(BUENOS AIRES).- «Puertas adentro lo matás, pero a ella no le das el gusto». Con esa frase, Yanina Latorre analizó los chats filtrados de Cecilia Insigna, esposa del conductor Diego Brancatelli, dirigidos contra la examante del periodista. La panelista no dudó en marcar lo que consideró un error de manual en medio de una crisis de pareja.
Yanina Latorre, que sigue de cerca cada capítulo del escándalo, expuso su postura sin vueltas. La filtración de esas conversaciones dejó al descubierto la bronca de Insigna con la mujer que habría tenido un vínculo con Brancatelli. Sin entrar en el contenido puntual de los mensajes, la panelista apuntó directo contra la lógica que, a su entender, aplicó mal la esposa del conductor.
Para Latorre, la prioridad nunca debe ser la tercera en discordia. “Puertas adentro lo matás”, sostuvo, en alusión a que los reclamos de fondo se resuelven en la intimidad con el protagonista de la infidelidad. Discutir con la amante, razonó, solo le da una entidad que no merece.
“Pero a ella no le das el gusto”, completó. La premisa que desplegó es concreta: si una mujer sale a enfrentar a la otra, desvía el foco y, en los hechos, le concede un lugar central a quien atentó contra la pareja. El reclamo, insistió, tiene que ser con el marido.

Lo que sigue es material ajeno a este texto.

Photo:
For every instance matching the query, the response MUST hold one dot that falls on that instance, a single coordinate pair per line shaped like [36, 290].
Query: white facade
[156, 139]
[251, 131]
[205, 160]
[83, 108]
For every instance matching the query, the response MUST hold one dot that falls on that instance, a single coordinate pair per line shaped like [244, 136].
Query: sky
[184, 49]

Los chats se conocieron en medio de un fuerte revuelo mediático por la vida privada de Brancatelli. La conversación de Insigna con la examante del conductor reavivó el debate sobre cómo gestionar públicamente una crisis matrimonial sin quedar expuesta.

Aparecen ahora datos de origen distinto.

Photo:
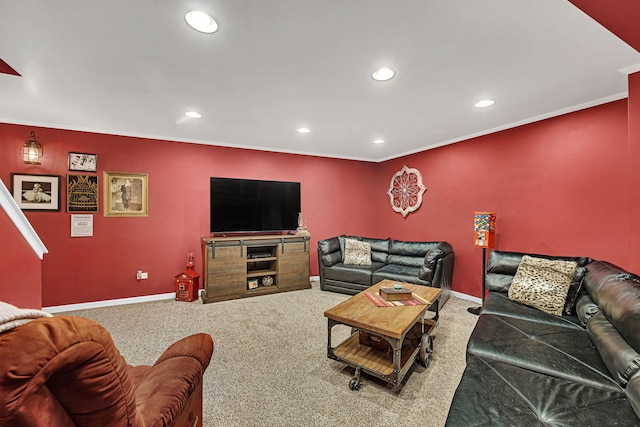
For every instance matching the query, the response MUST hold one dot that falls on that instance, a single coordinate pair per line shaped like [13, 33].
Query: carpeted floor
[269, 365]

Latorre, figura de la televisión y la radio, suele intervenir en este tipo de polémicas con un discurso sin filtros. Esta vez no fue la excepción y su sentencia se transformó rápido en tema de conversación entre los seguidores del escándalo. La panelista viene siguiendo el caso desde que estalló y ya había marcado contradicciones en el relato de los involucrados.
El cruce de mensajes expuso una trama delicada: Insigna le reclamó a la examante en un tono que, para Latorre, la dejó en una posición vulnerable. La lógica que aplicó la panelista es tajante: salir a confrontar con la tercera persona le otorga un protagonismo innecesario y diluye la responsabilidad de quien rompió el pacto de pareja.
Ni Brancatelli ni Insigna se pronunciaron oficialmente sobre el contenido de los chats. El análisis de Yanina Latorre, mientras tanto, dejó sentado un principio que para ella es innegociable: el enemigo está adentro de casa, no del otro lado de la cama.